Last May, a money-laundering suit brought by the United States against Prevezon Holdings Ltd., a Cyprus-based real estate corporation, was unexpectedly settled three days before it was set to go to trial. The case had been at the center of a major international political controversy. Prevezon, which is owned by a Kremlin-connected Russian businessman named Denis Katsyv, was accused by the US government of using laundered money from a 2007 Russian tax fraud to buy millions of dollars’ worth of Manhattan real estate. The fraud, which was discovered by a Russian accountant named Sergei Magnitsky, involved companies owned by Hermitage Capital Management, a Moscow-based hedge fund run by the American-born British financier William Browder.

In 2009, Magnitsky died in police custody, where he had been held in abject conditions for nearly a year; three years later, President Obama signed legislation named after Magnitsky that placed heavy sanctions on numerous Russians involved in this affair. Several Russian lobbyists with close ties to the Kremlin have urged Donald Trump and members of Congress to reconsider those sanctions. “In view of recent revelations regarding Russia’s outsized influence,” William H. Pauley III, the presiding judge in the Prevezon trial, observed in November, “there may have been more to this money laundering case than a few luxury condominiums.”

The Magnitsky affair begins with Browder. In 2005, the value of Hermitage Capital Management reportedly reached $4.5 billion, and Browder had become a vocal cheerleader for Vladimir Putin, issuing a report for Hermitage that hailed Putin’s reforms. At the same time, he was leading a successful campaign against corporate abuses by the Russian oil giant Gazprom. In his best-selling 2015 book, Red Notice, Browder writes that he assumed that Putin shared his desire to get rid of corrupt oligarchs and also that, as a foreigner, he was “somehow exempt from the informal rules [of minding one’s own business] that governed everyone else’s lives in Russia.” But as the Russian journalist Anna Arutunyan pointed out in 2014, Browder “crossed the line by presuming a degree of closeness and loyalty that no foreign investor could ever have.” Putin’s administration, she wrote, “turned away from him and left him at the mercy of the paper law [written law that is not usually enforced],” making “it clear to law enforcement predators that he was fair game.”
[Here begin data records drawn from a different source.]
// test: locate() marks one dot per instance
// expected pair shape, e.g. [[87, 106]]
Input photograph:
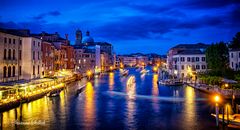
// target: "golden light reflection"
[[155, 91], [190, 106], [89, 106], [111, 80]]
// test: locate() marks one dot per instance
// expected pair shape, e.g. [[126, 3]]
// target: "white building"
[[11, 57], [234, 59], [32, 59], [188, 63]]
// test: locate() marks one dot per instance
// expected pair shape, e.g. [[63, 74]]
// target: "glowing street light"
[[89, 73], [217, 99]]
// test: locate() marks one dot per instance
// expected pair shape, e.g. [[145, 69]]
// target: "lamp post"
[[217, 100], [89, 73]]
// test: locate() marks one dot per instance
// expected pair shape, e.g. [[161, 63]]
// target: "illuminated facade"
[[11, 56], [234, 59], [187, 50], [188, 63], [32, 60]]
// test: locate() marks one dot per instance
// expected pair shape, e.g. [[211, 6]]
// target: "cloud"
[[43, 15], [207, 4]]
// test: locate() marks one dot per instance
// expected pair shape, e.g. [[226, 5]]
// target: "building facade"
[[10, 57], [234, 59], [183, 48], [32, 61], [188, 64]]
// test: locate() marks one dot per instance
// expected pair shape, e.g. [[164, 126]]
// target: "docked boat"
[[233, 120], [54, 94], [170, 82], [81, 89]]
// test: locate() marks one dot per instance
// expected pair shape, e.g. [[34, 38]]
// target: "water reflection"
[[89, 111]]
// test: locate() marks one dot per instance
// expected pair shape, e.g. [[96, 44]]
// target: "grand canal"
[[108, 103]]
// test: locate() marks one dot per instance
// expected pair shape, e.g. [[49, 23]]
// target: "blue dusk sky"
[[130, 25]]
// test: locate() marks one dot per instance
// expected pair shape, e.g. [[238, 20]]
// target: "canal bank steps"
[[15, 102], [226, 93]]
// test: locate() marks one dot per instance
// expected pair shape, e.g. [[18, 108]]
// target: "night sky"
[[130, 25]]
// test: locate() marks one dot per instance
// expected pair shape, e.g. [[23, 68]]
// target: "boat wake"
[[169, 99]]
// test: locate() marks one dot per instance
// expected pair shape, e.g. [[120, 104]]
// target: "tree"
[[235, 43], [217, 58]]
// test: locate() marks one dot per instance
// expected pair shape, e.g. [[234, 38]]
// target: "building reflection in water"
[[190, 107], [111, 81], [131, 108], [89, 111]]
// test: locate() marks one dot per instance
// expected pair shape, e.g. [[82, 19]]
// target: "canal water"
[[109, 103]]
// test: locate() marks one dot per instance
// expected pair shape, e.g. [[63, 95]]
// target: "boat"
[[233, 120], [81, 89], [54, 93], [170, 82], [144, 71]]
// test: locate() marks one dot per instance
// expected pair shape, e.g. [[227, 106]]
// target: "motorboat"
[[143, 71], [81, 89], [170, 82], [233, 120], [54, 93], [124, 72]]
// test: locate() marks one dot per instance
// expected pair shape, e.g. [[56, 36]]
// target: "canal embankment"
[[214, 89]]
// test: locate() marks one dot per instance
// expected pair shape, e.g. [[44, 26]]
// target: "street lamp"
[[89, 73]]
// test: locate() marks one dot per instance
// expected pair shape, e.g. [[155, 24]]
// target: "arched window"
[[9, 71], [4, 71], [5, 54], [9, 54], [13, 71], [14, 54]]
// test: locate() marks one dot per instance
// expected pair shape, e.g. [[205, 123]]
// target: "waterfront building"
[[188, 63], [128, 60], [78, 37], [48, 51], [85, 59], [11, 55], [90, 55], [32, 60], [171, 58], [64, 53], [234, 59]]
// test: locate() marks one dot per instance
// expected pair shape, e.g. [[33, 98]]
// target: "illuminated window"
[[9, 71], [13, 71], [33, 70], [9, 54], [5, 54]]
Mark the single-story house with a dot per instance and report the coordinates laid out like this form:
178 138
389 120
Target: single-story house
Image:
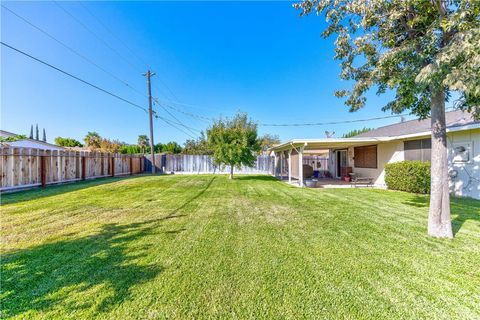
28 143
365 155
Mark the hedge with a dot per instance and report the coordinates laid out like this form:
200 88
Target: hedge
409 176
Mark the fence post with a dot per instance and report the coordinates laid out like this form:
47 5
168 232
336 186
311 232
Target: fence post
112 162
43 169
84 166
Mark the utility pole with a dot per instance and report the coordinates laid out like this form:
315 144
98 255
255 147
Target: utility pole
150 115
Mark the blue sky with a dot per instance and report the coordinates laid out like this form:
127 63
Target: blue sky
214 57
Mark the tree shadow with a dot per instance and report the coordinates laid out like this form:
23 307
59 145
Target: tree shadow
462 209
51 274
49 191
255 177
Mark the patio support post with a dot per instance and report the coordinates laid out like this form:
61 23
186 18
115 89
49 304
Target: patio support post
300 166
282 156
275 173
290 166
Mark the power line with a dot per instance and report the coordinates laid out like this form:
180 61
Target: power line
206 119
95 35
173 126
73 76
72 50
112 33
179 122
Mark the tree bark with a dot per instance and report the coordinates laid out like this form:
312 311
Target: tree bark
439 221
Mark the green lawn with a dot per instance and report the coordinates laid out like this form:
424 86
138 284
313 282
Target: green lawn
205 247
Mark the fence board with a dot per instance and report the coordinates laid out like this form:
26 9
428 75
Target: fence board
200 164
25 167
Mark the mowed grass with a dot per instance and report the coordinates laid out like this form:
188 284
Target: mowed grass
184 247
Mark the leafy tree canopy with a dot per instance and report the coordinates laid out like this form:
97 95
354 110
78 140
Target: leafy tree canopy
92 140
199 146
415 47
234 141
67 142
172 147
6 140
356 132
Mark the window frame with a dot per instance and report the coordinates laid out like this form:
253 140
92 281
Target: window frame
362 166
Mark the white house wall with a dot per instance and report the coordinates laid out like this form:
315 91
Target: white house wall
467 180
386 152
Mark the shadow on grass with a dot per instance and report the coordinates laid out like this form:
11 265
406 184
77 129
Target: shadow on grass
26 195
63 272
462 209
255 177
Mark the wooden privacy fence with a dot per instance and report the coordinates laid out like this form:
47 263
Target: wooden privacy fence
25 167
199 164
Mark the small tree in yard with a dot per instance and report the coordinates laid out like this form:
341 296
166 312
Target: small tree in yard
143 142
422 50
92 140
234 142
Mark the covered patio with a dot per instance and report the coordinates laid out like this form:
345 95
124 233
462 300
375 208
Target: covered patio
338 162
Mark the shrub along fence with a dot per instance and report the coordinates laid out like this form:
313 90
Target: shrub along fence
410 176
25 167
201 164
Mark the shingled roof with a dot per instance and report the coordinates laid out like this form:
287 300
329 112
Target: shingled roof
453 119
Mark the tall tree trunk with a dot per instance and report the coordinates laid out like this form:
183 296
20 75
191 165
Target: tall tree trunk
439 221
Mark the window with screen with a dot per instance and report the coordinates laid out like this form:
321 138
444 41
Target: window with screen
420 150
365 157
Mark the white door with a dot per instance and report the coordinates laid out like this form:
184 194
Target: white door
341 157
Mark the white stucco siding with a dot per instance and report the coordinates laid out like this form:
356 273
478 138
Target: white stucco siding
467 180
386 152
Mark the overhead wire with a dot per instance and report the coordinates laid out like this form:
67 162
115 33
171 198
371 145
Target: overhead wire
173 126
73 76
179 122
113 33
95 35
73 51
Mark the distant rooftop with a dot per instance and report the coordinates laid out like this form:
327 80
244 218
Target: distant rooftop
453 118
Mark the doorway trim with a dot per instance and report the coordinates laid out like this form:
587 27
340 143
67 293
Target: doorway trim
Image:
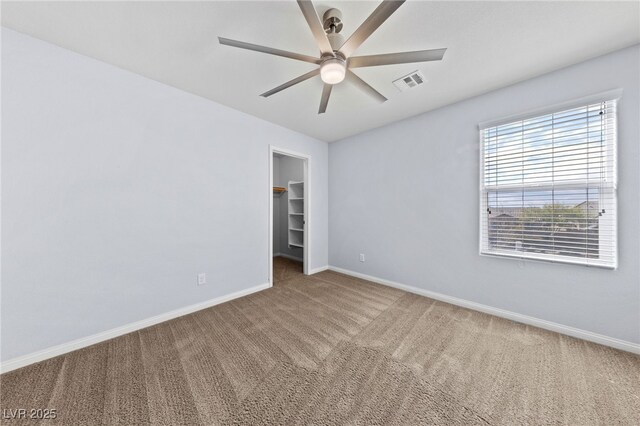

Browder was banned from entering Russia in November 2005, labeled a “threat to national security,” and forced to relocate to London. In February 2007, an officer with the Ministry of Internal Affairs (MVD) named Artem Kuznetsov hinted that a bribe could help resolve Browder’s visa problem, but Hermitage rejected the suggestion. “It was only a matter of time,” Arutunyan noted, “before law enforcement officials who worked the protection racket dug up enough on his company to put someone in jail.”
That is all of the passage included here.